Smith (2002) provides a good summary of the properties of eigenvalues and eigenvectors:

1. You can only find eigenvectors for square matrices
2. Not all square matrices have eigenvectors
3. Multiplying an eigenvector by a scalar does not change its direction, only its length
4. All eigenvectors of a matrix are perpendicular to one another, irrespective of however many dimensions are in the matrix.  This is one advantage in that visually it is impossible to represent more than 3 orthogonal axis.

You can calculate eigenvectors and eigenvalues of small matrices e.g. 3 x 3 by hand, however anything larger requires special techniques.  In practice though you would rarely do this, instead a software package such as Python or Octave would be used.  The Jupyter notebook for the post demonstrates how to calculate the eigenvalues and eigenvectors in Python.

The PCA Process

So now we have all of the components required to complete principal component analysis.  So let’s go through the process.  In the Jupyter notebook I have added some fake data, corresponding to the number of coffees consumed vs the number of pages of thesis written.  This data has been loaded into the variable coffee_v_thesis though feel free to use other data sets as you wish.

1.  Once we have our data we first need to subtract the mean for the corresponding axes.

$X = X - \overline{x}$

or

$x = x - \mu_x$

$y = y - \mu_y$

2.  Next we calculate the covariance matrix for the mean adjusted data.

3.  Calculate the eigenvalues ($\lambda$) and eigenvectors ($E$) of the covariance matrix.  Order the eigenvalues such that they are in decreasing order.  Each eigenvalue provides the variance of the data about the mean for the corresponding eigenvector.  The largest eigenvalue is known as the principal component as it contributes the most variance about the mean for the data set.  The total variance can be determined by summing the eigenvalues:

$V_T = \sum_{t}\lambda_i$

4.  Now we have the total variance of the data and the proportion of variance provided by each eigenvalue.  This is where we can begin to “compress” the data; first we choose the amount of variance we wish to represent in our model or how much we wish to “compress” the data.  Say we want to represent 98% of variance ($f_v$) in our model for example.  The next step is to take a cumulative sum of the individual eigenvalues divided by $V_T$ and select  the first eigenvalues that add up to give at least the specified variance $f_v$.  Once the eigenvalues have been selected take note of the corresponding eigenvectors as these will be needed in the next step.
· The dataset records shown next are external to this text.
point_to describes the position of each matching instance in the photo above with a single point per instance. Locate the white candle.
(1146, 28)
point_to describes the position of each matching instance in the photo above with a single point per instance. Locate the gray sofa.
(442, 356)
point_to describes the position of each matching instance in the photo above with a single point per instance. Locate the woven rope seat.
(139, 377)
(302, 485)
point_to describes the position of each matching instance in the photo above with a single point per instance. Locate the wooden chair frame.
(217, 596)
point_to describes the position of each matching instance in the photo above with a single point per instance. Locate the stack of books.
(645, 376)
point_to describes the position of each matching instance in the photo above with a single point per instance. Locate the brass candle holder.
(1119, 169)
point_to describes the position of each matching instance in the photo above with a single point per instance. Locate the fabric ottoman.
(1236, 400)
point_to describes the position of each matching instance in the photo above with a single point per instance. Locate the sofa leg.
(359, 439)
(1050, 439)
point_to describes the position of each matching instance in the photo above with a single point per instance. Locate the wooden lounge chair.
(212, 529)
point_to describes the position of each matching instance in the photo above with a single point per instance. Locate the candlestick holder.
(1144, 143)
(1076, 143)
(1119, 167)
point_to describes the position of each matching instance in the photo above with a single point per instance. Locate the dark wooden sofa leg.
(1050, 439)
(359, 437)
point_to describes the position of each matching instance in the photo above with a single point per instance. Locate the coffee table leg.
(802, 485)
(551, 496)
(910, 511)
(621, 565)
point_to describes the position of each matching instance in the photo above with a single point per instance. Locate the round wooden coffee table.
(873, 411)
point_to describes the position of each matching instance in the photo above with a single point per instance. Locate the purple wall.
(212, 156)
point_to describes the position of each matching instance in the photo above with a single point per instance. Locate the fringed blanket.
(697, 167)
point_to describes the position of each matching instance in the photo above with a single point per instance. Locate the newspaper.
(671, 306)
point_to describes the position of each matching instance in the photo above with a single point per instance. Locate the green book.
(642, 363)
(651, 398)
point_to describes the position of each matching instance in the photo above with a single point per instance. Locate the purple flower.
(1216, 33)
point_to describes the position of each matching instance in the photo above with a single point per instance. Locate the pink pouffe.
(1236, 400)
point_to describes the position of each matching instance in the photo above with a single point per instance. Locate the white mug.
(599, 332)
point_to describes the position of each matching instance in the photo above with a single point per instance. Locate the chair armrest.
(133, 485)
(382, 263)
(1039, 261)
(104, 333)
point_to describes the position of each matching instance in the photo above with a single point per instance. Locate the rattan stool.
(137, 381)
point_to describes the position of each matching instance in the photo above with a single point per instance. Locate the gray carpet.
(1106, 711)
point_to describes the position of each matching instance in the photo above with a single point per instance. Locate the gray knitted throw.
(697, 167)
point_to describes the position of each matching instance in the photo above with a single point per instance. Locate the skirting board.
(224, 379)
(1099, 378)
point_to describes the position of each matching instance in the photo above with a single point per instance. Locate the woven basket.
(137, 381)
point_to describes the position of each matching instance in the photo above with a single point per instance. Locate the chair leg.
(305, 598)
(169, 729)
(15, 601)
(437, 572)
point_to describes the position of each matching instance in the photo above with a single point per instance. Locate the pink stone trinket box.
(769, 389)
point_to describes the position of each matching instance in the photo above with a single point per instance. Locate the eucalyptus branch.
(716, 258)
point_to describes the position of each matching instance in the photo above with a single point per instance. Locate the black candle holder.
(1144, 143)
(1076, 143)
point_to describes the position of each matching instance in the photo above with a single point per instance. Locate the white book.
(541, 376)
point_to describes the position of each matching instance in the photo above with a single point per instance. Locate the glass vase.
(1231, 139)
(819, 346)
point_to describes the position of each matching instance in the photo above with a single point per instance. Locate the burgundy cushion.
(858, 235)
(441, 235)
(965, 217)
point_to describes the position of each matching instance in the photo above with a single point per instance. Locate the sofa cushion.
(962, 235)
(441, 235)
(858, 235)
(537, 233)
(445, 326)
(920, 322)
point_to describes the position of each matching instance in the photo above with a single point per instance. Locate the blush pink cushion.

5. With the selected eigenvalues, take the corresponding selected eigenvectors and assign them to P

$\boldmath{P} \subset \boldmath{E}$

6. Now with P we can transform the mean adjusted data set.  Once we execute the transform we can no longer consider the data as parameterized by the original x and y parameters, or in the case of the github example coffees consumed vs pages written.  The data now lies in this separate space that is parameterized by P. The data can be transformed by:

$\boldmath{x_{transformed}} = P\boldmath{X}^T$

Recovering the Data

Say we have done some work with the data and we now want to return to the original parameterized space.  To do this we need to transform with P again and return the mean values we subtracted earlier.
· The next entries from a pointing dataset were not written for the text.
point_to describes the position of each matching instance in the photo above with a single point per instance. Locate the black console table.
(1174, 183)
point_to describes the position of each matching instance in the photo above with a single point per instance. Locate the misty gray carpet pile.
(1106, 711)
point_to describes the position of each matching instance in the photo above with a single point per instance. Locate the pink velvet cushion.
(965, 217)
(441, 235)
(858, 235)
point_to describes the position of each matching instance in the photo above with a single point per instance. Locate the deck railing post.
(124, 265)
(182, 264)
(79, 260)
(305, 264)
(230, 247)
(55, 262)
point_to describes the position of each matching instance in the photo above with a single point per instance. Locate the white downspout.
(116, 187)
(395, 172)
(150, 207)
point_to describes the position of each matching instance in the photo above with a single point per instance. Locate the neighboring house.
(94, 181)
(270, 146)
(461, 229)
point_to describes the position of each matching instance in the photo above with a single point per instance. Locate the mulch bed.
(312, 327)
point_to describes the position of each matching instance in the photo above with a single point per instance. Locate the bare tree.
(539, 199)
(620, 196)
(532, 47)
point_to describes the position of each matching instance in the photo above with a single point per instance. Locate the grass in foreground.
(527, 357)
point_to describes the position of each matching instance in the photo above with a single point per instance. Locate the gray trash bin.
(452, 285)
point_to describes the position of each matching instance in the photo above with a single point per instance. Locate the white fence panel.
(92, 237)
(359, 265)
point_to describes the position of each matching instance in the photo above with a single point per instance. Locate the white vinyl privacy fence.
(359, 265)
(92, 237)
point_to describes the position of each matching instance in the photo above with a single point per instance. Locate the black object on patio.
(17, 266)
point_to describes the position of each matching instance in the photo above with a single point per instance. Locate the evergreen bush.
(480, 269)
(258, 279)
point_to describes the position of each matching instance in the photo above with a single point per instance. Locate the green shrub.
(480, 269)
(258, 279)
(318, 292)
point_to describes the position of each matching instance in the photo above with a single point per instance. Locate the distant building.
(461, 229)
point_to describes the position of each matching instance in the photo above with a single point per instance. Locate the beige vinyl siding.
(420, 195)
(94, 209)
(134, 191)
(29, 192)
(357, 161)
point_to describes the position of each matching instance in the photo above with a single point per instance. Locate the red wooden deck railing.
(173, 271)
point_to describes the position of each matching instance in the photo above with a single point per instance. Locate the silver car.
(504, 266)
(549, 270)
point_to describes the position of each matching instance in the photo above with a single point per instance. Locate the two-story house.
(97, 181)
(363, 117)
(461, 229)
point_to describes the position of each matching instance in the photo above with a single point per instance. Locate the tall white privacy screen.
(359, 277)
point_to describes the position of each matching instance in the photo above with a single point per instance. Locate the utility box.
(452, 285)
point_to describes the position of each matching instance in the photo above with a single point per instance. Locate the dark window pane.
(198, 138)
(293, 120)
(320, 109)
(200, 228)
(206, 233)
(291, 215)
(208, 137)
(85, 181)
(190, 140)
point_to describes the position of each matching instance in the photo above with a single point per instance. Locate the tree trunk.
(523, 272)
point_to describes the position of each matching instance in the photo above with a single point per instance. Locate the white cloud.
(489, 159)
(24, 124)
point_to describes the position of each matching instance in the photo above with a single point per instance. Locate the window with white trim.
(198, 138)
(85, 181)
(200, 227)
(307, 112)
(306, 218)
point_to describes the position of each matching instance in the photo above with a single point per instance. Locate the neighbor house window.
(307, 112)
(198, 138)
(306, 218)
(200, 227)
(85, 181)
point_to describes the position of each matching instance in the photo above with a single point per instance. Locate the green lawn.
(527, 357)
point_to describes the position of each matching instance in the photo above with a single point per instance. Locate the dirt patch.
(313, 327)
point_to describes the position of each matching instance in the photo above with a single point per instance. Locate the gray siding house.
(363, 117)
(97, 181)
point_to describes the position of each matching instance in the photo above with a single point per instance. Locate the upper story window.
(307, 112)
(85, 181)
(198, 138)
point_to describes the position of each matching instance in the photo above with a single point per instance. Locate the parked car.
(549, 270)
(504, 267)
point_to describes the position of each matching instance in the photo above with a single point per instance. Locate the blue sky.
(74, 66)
$x = \overline{x} + \boldmath{P}x_{transformed}^T$

One thing to note is that unless you have used all of the eigenvectors during the selection process (step 3 above) you will not be able to completely recreate the original data set.  By not using all of the eigenvectors some of the information has been lost.  The image below demonstrates how much information can be lost if only the principal component is used.
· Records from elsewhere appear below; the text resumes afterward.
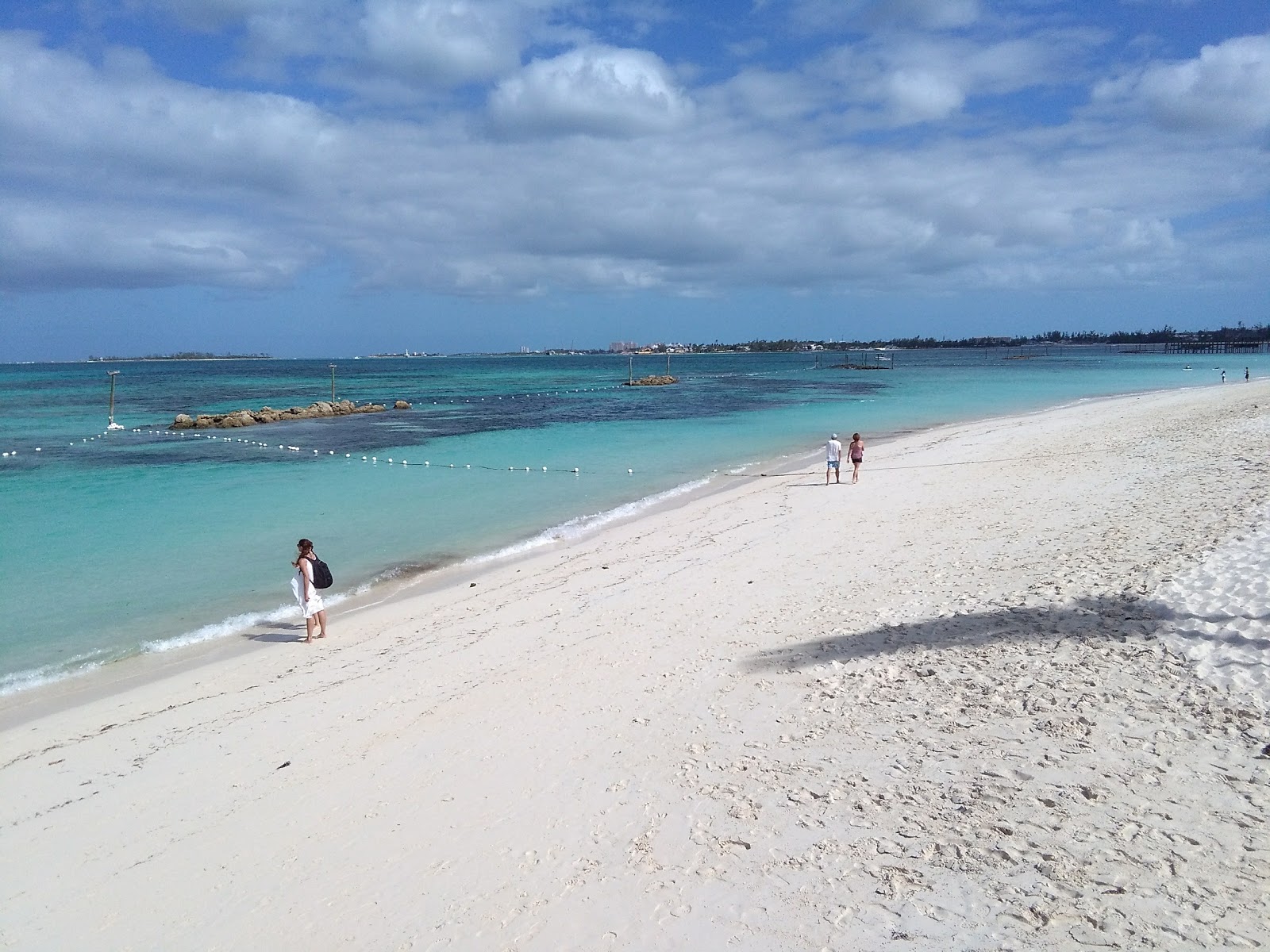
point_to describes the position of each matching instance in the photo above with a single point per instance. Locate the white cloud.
(448, 42)
(118, 245)
(818, 16)
(595, 90)
(1226, 88)
(118, 175)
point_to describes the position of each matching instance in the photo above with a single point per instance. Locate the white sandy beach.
(939, 710)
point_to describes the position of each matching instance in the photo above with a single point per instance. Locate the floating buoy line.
(375, 460)
(394, 461)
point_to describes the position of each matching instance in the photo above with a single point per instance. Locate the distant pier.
(1217, 347)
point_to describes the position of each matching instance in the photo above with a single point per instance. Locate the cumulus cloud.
(118, 245)
(114, 175)
(1227, 88)
(905, 80)
(886, 14)
(595, 90)
(448, 42)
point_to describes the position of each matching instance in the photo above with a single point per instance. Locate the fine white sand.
(939, 710)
This brings us to the end of an initial look into PCA, if you have any questions or comments regarding this blog post or the github code please leave a post and I will do my best to answer them.  Also any corrections / suggestions for improving the post are more than welcome.

Cheers,

tinhatben

References

L. I. Smith, “A tutorial on Principal Components Analysis Introduction,” Statistics (Ber)., vol. 51, p. 52, 2002.